You buy a mobile, and it breaks. Or the tablet is screwed up. Or the washing machine. Or a TV. If they are out of warranty and the breakdown is serious, they will tell you that “for what it will cost you, a new one is cheaper for you.” Also if it is only one piece that has been broken, you can try to change it yourself, but the mechanism is complicated, not very accessible. That’s over, because Europe voted in favor of something called the ‘Right to Reparability’ at the end of last year.
Spain, second EU country to implement it
This same measure will reach Spain, since the Ministry of Consumer Affairs is developing a Reparability Index that will classify electrical or electronic products. The initiative consists of the creation of a seal that will accompany the product in its packaging and that will help consumers to make better decisions at the time of purchase.

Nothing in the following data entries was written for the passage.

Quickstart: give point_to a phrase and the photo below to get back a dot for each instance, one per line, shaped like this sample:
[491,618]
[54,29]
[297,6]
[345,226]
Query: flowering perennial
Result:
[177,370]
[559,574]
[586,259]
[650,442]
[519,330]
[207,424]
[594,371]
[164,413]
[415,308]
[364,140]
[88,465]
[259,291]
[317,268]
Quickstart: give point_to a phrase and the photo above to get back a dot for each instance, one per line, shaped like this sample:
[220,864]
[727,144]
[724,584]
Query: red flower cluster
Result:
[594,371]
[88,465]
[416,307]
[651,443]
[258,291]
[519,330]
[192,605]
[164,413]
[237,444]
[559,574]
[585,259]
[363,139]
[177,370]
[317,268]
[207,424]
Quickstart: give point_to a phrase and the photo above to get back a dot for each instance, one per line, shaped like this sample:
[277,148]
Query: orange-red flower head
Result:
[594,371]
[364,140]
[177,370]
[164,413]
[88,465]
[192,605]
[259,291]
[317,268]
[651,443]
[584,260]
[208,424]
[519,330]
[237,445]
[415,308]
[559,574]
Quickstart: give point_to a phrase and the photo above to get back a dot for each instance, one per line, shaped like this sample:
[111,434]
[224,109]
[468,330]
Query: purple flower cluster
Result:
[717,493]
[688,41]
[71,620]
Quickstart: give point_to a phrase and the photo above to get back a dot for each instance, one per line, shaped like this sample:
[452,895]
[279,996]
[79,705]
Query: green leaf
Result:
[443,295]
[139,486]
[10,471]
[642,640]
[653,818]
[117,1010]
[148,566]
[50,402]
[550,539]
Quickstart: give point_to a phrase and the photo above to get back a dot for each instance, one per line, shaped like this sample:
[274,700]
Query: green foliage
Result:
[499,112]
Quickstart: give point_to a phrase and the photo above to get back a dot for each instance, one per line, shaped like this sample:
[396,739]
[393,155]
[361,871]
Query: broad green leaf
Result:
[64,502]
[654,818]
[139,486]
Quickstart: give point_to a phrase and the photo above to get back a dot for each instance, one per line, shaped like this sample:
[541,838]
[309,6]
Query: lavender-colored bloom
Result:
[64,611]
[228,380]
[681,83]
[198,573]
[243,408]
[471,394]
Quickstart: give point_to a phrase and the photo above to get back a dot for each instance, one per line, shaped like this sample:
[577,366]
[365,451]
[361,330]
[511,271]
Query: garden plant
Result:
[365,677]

The objective of Consumption is to encourage, both in consumers and in manufacturers, repairability in the face of obsolescence, as a way to reduce the ecological footprint. This was announced this morning by the Minister of Consumer Affairs, Alberto Garzón, during a conference organized by Nueva Economía Forum on the occasion of World Consumer Rights Day, explaining that it is “a consumer’s right to make the right decisions.”
What is the Reparability Index that comes to Spain
The Repairability Index consists of “a classification of electrical and electronic equipment on a scale of zero to ten points that are awarded based on five objective criteria.” To calculate the index, the following elements are taken into account for the final calculation:
Documentation provided by the manufacturer for the repair
The ease of disassembling the product.
The availability of spare parts
The relationship between the price of spare parts and the original product
Other specific criteria depending on the EEE category (assistance and ease in software restart).
Each scale will have a maximum of twenty points. The Repairability Index is calculated by adding all the points and dividing the result by ten. It will be the manufacturers or importers themselves who calculate the index of the electrical or electronic devices that they commercialize, in accordance with the established parameters. The Consumer and Market Surveillance authorities will be the ones who supervise that the labeling is correct.
France implemented this system in 2020, following the recommendations of the European Parliament. Spain will be the second country to implement the measure.